Tras la atmósfera envenenada y asfixiante en las relaciones personales van desgranándose los aspectos coercitivos de esta sociedad totalitaria, la prohibición de entretenimientos como revistas y películas, la inseguridad producida por la retroactividad de las condenas que transforma en ilegal lo que había sido legal hasta hacía poco dentro del mismo régimen, la prohibición de la pornografía y del erotismo, la ausencia de la propiedad y de espacios privados, la manipulación estatal de los medios de comunicación, la destrucción de libros, las confesiones públicas inducidas, la tortura institucionalizada, la culpabilización de las víctimas de violaciones, la prohibición de la escritura y de la lectura para las mujeres, así como del maquillaje, o el imperativo de tener hijos en un entorno en donde nacen pocos niños y mayormente deformes.
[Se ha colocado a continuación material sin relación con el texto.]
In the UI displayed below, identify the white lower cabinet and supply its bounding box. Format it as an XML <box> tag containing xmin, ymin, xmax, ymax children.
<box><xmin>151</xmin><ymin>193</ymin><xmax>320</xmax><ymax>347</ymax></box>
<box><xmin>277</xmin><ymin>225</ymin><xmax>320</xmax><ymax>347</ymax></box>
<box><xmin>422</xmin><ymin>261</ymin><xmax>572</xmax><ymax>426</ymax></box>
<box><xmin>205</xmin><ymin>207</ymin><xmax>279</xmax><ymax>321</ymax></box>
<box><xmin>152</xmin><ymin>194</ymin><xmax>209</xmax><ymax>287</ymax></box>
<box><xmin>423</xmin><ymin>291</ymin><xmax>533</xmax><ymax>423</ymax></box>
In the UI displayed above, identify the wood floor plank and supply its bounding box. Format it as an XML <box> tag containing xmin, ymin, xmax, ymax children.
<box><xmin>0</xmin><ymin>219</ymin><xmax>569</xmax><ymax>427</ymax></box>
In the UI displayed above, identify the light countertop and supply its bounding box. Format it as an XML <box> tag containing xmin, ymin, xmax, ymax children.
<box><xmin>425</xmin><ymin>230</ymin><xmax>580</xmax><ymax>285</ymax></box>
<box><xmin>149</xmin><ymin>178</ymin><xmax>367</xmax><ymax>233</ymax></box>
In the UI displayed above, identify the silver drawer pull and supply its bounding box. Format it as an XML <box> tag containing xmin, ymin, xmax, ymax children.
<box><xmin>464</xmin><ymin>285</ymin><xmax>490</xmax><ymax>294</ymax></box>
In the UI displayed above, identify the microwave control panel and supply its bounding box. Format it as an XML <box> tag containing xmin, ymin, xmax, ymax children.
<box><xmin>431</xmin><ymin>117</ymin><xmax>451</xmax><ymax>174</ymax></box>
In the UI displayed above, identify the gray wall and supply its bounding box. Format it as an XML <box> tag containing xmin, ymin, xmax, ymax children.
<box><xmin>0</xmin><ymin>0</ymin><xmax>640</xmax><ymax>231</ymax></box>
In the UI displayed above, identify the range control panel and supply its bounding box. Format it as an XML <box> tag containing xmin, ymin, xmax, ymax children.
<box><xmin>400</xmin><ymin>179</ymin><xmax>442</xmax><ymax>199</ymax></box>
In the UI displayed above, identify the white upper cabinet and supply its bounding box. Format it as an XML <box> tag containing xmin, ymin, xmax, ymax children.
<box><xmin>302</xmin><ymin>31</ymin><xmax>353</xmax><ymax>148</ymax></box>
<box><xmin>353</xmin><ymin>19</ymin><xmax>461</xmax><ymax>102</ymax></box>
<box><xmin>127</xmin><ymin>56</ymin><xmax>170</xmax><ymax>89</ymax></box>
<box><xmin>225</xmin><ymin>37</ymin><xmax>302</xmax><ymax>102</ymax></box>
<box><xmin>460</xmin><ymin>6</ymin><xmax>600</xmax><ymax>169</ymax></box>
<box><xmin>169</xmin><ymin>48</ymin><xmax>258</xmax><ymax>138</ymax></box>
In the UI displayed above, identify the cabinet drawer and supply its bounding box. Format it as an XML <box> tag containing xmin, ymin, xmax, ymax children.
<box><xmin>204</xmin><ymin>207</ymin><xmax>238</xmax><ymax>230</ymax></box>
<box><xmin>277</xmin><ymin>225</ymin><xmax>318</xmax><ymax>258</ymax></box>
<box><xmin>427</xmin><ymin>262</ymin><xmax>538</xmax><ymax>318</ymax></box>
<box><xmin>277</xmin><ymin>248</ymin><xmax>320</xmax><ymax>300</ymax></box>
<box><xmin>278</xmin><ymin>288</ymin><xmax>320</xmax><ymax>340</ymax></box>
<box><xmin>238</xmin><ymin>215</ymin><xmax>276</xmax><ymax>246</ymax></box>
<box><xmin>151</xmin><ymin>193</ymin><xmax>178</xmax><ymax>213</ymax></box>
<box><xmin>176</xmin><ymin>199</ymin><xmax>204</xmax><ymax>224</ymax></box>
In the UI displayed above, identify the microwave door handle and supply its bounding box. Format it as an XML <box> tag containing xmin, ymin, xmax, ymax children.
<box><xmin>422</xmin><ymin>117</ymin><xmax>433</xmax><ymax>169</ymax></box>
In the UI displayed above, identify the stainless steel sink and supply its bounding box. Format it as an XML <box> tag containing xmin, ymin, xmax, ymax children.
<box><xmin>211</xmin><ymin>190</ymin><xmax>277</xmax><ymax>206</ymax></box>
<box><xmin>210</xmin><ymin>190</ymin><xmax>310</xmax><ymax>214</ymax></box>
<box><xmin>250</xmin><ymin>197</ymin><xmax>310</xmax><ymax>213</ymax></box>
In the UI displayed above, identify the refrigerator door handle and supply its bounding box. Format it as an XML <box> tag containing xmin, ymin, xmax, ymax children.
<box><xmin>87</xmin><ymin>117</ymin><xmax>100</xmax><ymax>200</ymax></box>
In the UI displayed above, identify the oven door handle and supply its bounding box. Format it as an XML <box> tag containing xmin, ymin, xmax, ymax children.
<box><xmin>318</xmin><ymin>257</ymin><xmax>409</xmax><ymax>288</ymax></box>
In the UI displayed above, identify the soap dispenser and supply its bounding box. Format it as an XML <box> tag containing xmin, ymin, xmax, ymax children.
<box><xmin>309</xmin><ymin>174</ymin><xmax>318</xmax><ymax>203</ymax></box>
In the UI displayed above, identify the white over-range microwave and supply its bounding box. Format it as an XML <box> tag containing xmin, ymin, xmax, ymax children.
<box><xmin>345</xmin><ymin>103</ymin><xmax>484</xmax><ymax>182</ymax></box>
Margaret Atwood reconstruye también las causas del advenimiento de esta sociedad cerrada y poco boyante, sugiriendo accidentes atómicos y residuos químicos, atentados integristas y guerras coloniales, pero sin sacar la historia del punto de vista limitado de la narradora, y por ello intrigante y sugerente, a través de sus emociones, recuerdos y hallazgos. Pasada la mitad de la novela, las incertidumbres van despejándose, gracias principalmente a las analépsis en la vida de la narradora, en donde el lector encontrará la suficiente información para explicarse el origen y las causas del cambio. Pero la narración no sólo se proyecta hacia el pasado de la protagonista para compararlo con la esclavitud de su presente, sino que, a través de un juego narrativo que proporciona alejamiento y ambigüedad, digno del talento ensayístico de Margaret Atwood, la historia es dada a conocer en el futuro durante unas charlas académicas, transcrita a partir de unas grabaciones en cintas antiguas de música encontradas en unas cajas pertenecientes a aquella época oscura que dejó tan pocos documentos, cuyo debate refleja tanto la dificultad de conocer y verificar el pasado como lo aséptico del conocimiento sobre la estructura y el sistema social de aquel régimen, dejando en evidencia el abismo entre la historia y el testimonio de las víctimas y su sometimiento, o quizá también entre la historia y la literatura, claro que desde el ángulo de una recreación literaria.